Auto Song Structure
Written June 2023
I wanted to learn a little bit about AI, and hopefully make my sightreading a little bit faster.
Preface: what are Song Structure Sheets?
I like making these sheets. Started when playing with parents and bianco because we had to learn a lot of songs fast. good for playing along, and also good for remembering lyrics when you already mostly know how they go.
They have solidified into this format. I am pretty satisfied and know all i need to know on drums.
Maybe more chord information would be useful when playing gutiar, especially if I still don’t know the song. This is when my listens are still relatively low.
Generating them is relatively time-intensive, especially if I have never heard the song again. Lots of counting on fingers.
Idea
I have miraculously avoided any machine learning so far, and I finally wanted to change that. Finding some task that needs pattern recognition is the simplest candidate. Creating these song charts seems well-bounded, and deterministic based on patterns that are easily human-recognizable. This seemed like a good option to get started.
Prior Art
The most popular and obvious effort in this space is Pychorus (article and github). This is an analytical solution to detecting which part of the song is the chorus, by finding note-time similarity binned by tempo. This is a fast and simple solution that works on steady electronic sounds, but the author states hwo chanigng tempos introduce error (one being worked on) and that an AI model would do much better.
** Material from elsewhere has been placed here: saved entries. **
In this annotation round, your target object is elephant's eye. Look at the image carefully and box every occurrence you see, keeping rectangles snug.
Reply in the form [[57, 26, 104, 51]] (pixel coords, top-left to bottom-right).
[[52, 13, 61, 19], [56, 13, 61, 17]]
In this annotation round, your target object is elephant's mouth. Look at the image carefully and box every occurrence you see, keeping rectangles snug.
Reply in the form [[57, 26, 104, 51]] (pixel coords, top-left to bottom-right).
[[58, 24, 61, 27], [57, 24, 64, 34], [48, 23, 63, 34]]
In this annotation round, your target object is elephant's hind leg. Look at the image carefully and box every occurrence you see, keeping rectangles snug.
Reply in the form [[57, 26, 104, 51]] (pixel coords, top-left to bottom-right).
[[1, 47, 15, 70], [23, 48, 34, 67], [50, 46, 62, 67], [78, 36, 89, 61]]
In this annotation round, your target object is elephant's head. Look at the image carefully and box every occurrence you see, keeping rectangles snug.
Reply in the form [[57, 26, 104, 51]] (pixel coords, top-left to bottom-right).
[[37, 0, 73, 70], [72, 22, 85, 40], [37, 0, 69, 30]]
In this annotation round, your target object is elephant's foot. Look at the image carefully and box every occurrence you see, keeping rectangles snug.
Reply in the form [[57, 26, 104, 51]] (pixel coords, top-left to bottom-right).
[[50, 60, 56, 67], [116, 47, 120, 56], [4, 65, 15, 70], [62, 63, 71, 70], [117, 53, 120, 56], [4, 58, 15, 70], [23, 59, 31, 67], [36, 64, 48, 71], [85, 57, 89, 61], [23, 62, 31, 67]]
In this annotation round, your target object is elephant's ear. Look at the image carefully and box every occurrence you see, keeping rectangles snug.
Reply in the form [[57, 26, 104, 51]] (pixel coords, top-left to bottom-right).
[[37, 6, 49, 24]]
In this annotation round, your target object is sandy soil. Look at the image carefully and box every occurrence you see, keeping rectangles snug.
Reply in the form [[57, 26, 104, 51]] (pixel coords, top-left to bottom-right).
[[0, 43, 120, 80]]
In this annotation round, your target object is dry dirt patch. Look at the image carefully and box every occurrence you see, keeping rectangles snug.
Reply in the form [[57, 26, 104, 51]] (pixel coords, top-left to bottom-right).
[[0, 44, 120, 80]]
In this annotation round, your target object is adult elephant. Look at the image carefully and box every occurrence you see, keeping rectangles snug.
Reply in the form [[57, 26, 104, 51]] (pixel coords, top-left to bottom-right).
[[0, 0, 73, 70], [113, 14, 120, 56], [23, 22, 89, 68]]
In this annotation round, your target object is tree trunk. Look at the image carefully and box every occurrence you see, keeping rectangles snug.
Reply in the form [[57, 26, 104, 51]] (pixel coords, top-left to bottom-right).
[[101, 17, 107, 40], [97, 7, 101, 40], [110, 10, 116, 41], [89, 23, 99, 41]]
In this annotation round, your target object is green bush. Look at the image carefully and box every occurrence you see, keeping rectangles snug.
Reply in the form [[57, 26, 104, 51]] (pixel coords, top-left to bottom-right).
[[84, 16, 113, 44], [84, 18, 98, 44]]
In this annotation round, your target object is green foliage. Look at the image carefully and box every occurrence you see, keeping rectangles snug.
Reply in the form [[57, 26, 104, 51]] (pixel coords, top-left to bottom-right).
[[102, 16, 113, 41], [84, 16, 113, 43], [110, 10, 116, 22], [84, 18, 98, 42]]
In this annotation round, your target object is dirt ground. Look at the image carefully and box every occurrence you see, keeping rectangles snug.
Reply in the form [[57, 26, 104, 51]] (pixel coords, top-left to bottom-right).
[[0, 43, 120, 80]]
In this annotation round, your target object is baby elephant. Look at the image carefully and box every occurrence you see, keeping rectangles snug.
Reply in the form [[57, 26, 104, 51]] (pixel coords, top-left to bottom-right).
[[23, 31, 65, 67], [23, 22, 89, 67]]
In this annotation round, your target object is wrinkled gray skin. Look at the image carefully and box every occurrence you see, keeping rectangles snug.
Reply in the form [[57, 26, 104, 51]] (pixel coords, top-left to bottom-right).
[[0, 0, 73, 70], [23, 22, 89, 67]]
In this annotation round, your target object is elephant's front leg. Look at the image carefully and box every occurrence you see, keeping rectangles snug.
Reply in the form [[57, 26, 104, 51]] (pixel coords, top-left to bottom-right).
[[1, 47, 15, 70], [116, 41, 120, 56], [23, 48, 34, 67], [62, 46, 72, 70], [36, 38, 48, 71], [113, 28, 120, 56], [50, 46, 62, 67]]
The time-lag similarity matrix from pychorus - horizontal black lines represent similarity.
Learning
I first looked at what tools are availible. I wanted to use my own hardware (I paid good money for this GPU) and I wanted to use Python, so looked like pytorch, tensorflow, and scikit-learn were the three most promising options. I picked tensorflow, as they had a set of good audio handling wrappers.
I took their intro course and got down the basics of linear models, the terminology, and other stuff. I came up with a few methods I was considering using:
Clustering by Section
Split the song into overlapping 1-2 second audio clips. Cluster them by similarity. Use the similar times to generate A, B, C, etc sections. If reliable enough, possibly Classify those parts as CHORUS or VERSE etc. This approach is most similar to the model in pychorus, but leverages the power of AI to do clustering, not relying on exact patterns to match.
Problem: Would training a model would have to be done on EACH SONG? How would this work accross genres?
Split by Difference
Split the song into non-overlapping 1-2 second audio clips, staggered at many start times. For two clips, determine how ‘far apart’ those clips are, determining if a transition happened.
Problem: Silent measures? Chords held for more than 1 second? All except the simplest music is too complex for this.
Find Visual Changes
Feed the whole song in as a spectrogram image. Detect vertical lines where the song changes section based only on this.
Problem: Metal and rock spectrograms have almost no perceptible changes between sections.
Getting Started
I knew whatever happened I would need training data - songs labeled into sections. I spent some time thinking up ways to do this in react or tkinter, but found out that Audacity has a built-in labeling system - way better than I could ever make. This generates some nice text files to parse.
I also was thinking of ways to con my friends leverage the open-source community for helping create these labeled tracks. If audacity is easy enough and everyone has it installed, I would just need a way to let them upload mp3’s and txt’s. I started planning a server and possibly providing a frontend for my own youtube-mp3 service.
However, I decided to keep things quiet and focus on the meat of the problem before spending hours making a data collection service.
An Analytic Solution
I wanted to finish the pipeline from song to sheet, so I started working on the parts after the individual sections of the song are identified. This includes determining tempo, and writing out the length and number of repeats of the other sections.
This could be done with librosa and beat detection. Some simple math sorts repeats out by likelihood, but isn’t perfect. The beat detection is also not perfect, but it is simple enough.
Money machine by 100 gecs works pretty well!
The intro to Pain and Pleasure by Judas Priest does not work…
This, combined with manually labeling the tracks in Audacity, is the minimum we can do to make a useful track chart. This leaves the user with the only need to add lyrics and notes, and then touch up the formatting and colors.
Descision on AI
With the manual solution, I made two charts for songs, and it was pretty quick and easy. Then I realized i was bored, and stopped. AI would be minimally effective, and hard to train. I will have to keep looking for a good project to apply AI to.